Other countries that were also rated as extremely poor are India, China, Bangladesh, DR Congo, Indonesia, Pakistan, Tanzania, Ethiopia and Kenya.
At the Council on Foreign Relations (CFR) in Washington on Wednesday, in advance of the World Bank/IMF Spring Meetings, World Bank President, Dr Jim Yong Kim, stated that the global bank would deal with the extreme poverty in Nigeria and its counterparts in the coming years.
He said: “The fact is that two-thirds of the world’s extreme poor are concentrated in just five countries: India, China, Nigeria, Bangladesh, and the Democratic Republic of Congo. If you add another five countries, Indonesia, Pakistan, Tanzania, Ethiopia, and Kenya, the total grows to 80 per cent of the extreme poor.”Dr Kim stressed that the World Bank Group would focus on Nigeria and other nine countries, but emphasised that the plan would not make other countries in the world to be ignored.
“We will have a strategy that ensures that no country is left behind, as we move toward the target of ending extreme poverty by 2030,″ he said.The World Bank President also announced a series of measures aimed at strengthening the World Bank Group to better meet the evolving needs of clients, including a $100 billion increase in the lending capacity of the Bank’s lending arm for middle-income countries over the next decade.

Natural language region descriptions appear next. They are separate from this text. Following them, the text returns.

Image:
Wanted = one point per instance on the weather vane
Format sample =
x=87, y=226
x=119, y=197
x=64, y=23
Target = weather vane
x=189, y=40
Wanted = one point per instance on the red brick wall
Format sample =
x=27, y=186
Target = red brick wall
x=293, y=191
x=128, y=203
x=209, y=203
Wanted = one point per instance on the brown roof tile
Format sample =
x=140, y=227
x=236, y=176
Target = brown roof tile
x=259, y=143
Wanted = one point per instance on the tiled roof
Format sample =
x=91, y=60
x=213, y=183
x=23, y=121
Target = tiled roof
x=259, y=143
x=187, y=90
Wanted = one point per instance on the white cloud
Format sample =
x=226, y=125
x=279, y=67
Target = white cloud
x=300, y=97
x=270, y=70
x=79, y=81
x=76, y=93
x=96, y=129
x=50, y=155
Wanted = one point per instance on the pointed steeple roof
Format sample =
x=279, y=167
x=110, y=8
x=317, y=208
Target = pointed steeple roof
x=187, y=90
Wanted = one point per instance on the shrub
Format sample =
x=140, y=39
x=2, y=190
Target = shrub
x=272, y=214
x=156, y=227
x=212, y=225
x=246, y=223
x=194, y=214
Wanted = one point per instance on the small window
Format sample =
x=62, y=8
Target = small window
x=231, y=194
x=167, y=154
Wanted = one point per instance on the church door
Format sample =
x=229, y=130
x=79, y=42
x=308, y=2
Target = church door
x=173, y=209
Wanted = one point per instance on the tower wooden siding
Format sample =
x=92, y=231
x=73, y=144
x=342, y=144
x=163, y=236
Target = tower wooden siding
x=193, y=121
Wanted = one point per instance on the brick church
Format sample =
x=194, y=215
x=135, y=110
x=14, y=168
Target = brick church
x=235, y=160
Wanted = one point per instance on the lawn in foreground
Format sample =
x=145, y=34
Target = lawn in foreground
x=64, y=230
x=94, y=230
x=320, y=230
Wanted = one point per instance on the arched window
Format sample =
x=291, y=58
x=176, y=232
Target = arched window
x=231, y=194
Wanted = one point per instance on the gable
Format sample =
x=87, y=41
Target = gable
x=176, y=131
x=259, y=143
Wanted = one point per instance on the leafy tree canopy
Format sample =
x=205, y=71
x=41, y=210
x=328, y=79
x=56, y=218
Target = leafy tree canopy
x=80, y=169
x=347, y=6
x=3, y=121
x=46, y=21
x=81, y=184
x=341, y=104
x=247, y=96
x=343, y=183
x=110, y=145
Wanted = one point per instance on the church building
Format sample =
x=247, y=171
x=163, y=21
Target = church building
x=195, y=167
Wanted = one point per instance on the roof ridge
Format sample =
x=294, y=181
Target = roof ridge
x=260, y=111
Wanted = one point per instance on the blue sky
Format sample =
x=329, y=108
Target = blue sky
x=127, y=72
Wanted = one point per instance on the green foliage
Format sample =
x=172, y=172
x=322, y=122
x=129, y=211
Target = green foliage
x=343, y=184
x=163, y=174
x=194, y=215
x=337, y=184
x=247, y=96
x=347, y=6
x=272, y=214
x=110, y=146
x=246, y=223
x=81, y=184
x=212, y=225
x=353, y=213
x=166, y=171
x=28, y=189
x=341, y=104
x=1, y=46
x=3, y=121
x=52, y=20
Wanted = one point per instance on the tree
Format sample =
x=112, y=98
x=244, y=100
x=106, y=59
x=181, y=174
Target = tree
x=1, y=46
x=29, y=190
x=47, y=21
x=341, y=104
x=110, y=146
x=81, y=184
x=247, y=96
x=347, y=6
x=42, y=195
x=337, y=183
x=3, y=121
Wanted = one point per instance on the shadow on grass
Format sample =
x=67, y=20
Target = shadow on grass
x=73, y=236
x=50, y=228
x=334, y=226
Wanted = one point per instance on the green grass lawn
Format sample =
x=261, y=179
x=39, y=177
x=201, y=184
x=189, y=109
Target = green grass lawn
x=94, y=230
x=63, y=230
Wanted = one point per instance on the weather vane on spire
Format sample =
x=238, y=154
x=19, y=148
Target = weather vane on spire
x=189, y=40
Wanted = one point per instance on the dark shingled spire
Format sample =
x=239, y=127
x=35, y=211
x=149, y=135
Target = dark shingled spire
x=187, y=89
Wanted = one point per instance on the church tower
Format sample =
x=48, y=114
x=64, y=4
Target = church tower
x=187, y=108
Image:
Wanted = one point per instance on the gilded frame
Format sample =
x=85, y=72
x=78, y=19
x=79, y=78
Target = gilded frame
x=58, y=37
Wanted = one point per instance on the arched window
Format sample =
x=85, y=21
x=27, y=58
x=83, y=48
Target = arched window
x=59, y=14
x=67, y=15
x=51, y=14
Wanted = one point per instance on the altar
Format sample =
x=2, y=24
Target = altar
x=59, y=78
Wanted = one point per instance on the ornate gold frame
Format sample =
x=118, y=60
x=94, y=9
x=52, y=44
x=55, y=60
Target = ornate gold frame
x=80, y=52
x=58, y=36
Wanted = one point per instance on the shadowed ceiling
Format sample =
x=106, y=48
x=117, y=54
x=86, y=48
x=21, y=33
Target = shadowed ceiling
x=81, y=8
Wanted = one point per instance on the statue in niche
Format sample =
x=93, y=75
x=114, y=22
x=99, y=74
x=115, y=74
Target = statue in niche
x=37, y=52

According to Dr. Kim, this new innovations in financial management, and a boost in the institution’s ability to provide private sector support follows the record $52 billion replenishment of IDA, the World Bank’s fund for the poorest, in December 2013.
Kim also outlined how the Bank was positioning itself to better achieve its goals of ending extreme poverty by 2030 and boosting shared prosperity for the lowest 40 per cent in developing countries.
“We now have the capacity to nearly double our annual lending to middle-income countries from $15 billion to $26 to $28 billion a year. This means that the World Bank’s lending capacity will increase by $100 billion to roughly $300 billion over the next ten years.
“This is in addition to the largest IDA replenishment in history, with $52 billion in grants and concessional loans to support the poorest countries,” he said.